Los cargadores a Indias movilizaron mercancías de todo tipo y procedencia, una heterogeneidad favorecida por el cosmopolitismo de la comunidad y la inexistencia de leyes que coartaran el libre tránsito de mercancías. De Europa a América los cargadores trasladaron productos agrarios andaluces, protegidos legalmente por el llamado tercio de frutos, pero sobre todo manufacturas. Puesto que su diversidad impide un elenco completo, destaquemos al menos la ferretería, uno de los productos más asociados a los poderosos mercaderes vascos, y el textil, que se trataba del sector de mayor peso dentro de la industria moderna. Aunque a veces se discuta sobre ello, lo cierto es que las manufacturas españolas fueron competitivas y coparon buenas cuotas de mercado durante las primeras décadas de la Carrera, hasta que la crisis del siglo XVII incidió sobre ellas y las relegó tras las manufacturas extranjeras, un retraimiento que solo pudo solventarse de manera parcial en el siglo XVIII e impulsó el protagonismo industrial y mercantil de la Europa del Norte. En sentido contrario, la Carrera importó de América los llamados frutos de Indias, entre los cuales incrementaron su relevancia los tintes útiles para la industria textil europea como el añil, el palo de Campeche o la grana cochinilla. Pero sobre todo trajo metales preciosos: oro, menos abundante, pero de mayor valor; y plata, el símbolo de la primera economía global, que engrasó la economía europea en sus intercambios internos y en sus relaciones con otros espacios como Asia.   

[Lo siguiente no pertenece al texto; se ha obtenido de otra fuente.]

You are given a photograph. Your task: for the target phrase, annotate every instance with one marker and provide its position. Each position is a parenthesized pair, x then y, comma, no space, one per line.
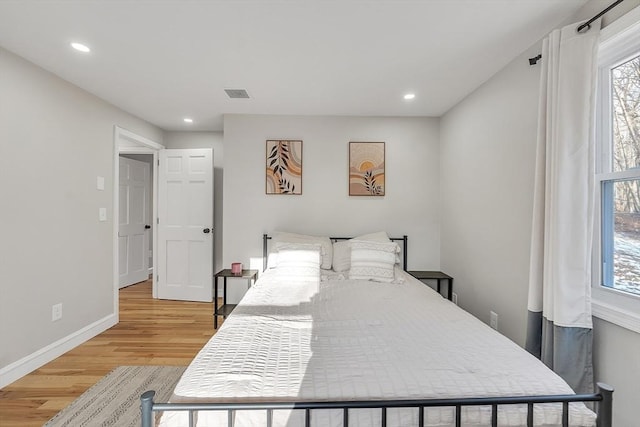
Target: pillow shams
(373,261)
(298,261)
(298,255)
(326,251)
(342,249)
(341,256)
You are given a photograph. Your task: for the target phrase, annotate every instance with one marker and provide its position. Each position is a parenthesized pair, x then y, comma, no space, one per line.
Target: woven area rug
(115,399)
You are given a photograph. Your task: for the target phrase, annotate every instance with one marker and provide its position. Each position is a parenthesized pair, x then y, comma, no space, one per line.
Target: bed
(360,342)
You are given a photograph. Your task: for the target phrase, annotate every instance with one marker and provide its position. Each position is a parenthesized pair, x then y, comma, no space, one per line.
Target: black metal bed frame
(603,397)
(403,239)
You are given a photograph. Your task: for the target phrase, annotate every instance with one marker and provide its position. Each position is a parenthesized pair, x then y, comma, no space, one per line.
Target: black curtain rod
(587,24)
(582,27)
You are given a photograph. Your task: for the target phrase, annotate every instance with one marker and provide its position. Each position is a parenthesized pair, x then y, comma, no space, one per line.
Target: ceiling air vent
(236,93)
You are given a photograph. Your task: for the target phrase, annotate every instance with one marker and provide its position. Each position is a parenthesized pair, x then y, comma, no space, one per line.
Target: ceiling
(165,60)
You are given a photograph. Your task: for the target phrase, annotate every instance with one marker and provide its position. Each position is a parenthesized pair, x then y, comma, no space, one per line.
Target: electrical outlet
(494,320)
(56,312)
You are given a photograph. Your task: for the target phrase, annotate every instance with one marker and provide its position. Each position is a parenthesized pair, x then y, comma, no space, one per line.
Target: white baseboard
(30,363)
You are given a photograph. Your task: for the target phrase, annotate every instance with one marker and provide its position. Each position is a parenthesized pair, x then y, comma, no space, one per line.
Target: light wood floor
(150,332)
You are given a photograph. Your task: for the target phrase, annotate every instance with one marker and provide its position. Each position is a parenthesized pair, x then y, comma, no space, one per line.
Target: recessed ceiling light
(80,47)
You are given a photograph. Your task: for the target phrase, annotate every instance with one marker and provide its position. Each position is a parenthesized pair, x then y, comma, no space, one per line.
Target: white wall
(212,140)
(55,139)
(487,163)
(325,208)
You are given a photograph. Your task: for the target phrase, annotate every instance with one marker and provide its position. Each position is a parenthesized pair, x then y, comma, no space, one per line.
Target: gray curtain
(559,331)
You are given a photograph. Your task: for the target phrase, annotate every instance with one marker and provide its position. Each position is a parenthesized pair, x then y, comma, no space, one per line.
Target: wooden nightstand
(225,309)
(435,275)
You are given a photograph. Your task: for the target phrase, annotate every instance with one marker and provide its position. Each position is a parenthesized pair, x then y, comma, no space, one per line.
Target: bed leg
(146,406)
(605,406)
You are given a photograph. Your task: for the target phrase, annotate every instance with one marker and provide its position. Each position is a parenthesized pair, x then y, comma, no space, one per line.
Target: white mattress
(303,339)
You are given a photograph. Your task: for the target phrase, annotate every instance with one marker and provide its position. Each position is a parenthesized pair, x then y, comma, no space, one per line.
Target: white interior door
(133,216)
(185,225)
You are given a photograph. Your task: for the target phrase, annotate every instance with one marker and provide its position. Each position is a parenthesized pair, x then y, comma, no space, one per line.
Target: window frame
(620,42)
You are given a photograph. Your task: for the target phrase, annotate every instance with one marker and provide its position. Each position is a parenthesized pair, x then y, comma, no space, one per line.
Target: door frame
(127,142)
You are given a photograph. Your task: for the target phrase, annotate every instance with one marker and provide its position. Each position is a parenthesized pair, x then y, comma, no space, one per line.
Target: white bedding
(307,339)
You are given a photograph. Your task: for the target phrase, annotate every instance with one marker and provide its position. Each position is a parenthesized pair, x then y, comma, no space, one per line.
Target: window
(616,291)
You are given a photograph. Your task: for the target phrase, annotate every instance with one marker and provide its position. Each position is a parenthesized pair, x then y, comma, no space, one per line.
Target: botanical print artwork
(284,167)
(366,169)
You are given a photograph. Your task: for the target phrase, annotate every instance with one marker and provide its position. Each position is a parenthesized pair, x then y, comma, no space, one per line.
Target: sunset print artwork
(366,169)
(284,167)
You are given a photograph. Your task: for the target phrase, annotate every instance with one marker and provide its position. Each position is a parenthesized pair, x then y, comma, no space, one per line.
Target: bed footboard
(603,398)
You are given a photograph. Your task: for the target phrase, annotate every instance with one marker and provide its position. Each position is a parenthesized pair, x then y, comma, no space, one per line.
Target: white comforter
(304,339)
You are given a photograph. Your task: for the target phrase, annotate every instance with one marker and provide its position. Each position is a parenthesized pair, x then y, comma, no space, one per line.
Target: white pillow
(373,260)
(326,251)
(341,256)
(298,261)
(298,254)
(342,249)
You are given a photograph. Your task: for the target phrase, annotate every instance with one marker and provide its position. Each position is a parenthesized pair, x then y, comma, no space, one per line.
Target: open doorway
(135,239)
(131,147)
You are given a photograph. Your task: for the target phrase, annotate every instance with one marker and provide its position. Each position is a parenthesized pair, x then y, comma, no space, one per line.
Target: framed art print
(284,167)
(366,169)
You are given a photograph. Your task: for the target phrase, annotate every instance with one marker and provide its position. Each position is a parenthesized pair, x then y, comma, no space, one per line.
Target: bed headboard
(403,239)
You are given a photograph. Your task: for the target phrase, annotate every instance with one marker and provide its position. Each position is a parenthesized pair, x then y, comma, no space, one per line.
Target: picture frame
(283,167)
(366,169)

La evocación de estas riquezas puede sugerir la idea de un mundo de abundancia, que en realidad solo existió para unos pocos. Muchas personas participaron en la Carrera, pertenecientes a grupos sociales muy dispares. Muchas se arruinaron, muchas murieron en terribles condiciones y muchas pasaron por numerosas dificultades sin pena ni gloria. Las que realmente hicieron fortuna no fueron tantas ni mucho menos, pero resultan las más visibles en la documentación y se han convertido en el rostro exitoso del colectivo. En su caso, las riquezas del comercio transmutaban en prestigio social e influencia institucional, en reconocimientos de hidalguía, hábitos de órdenes militares o títulos nobiliarios, en el acceso a las élites municipales y eclesiásticas o incluso los cuadros oficiales de la Monarquía. Las ciudades que fueron importantes en la Carrera -Sevilla, Cádiz, El Puerto de Santa María, Sanlúcar de Barrameda- conservan un importante legado histórico-artístico financiado por estos sujetos: casas palacio, conventos, capillas propias, imaginería, lienzos, etc. Son, qué duda cabe, una pieza esencial de su historia.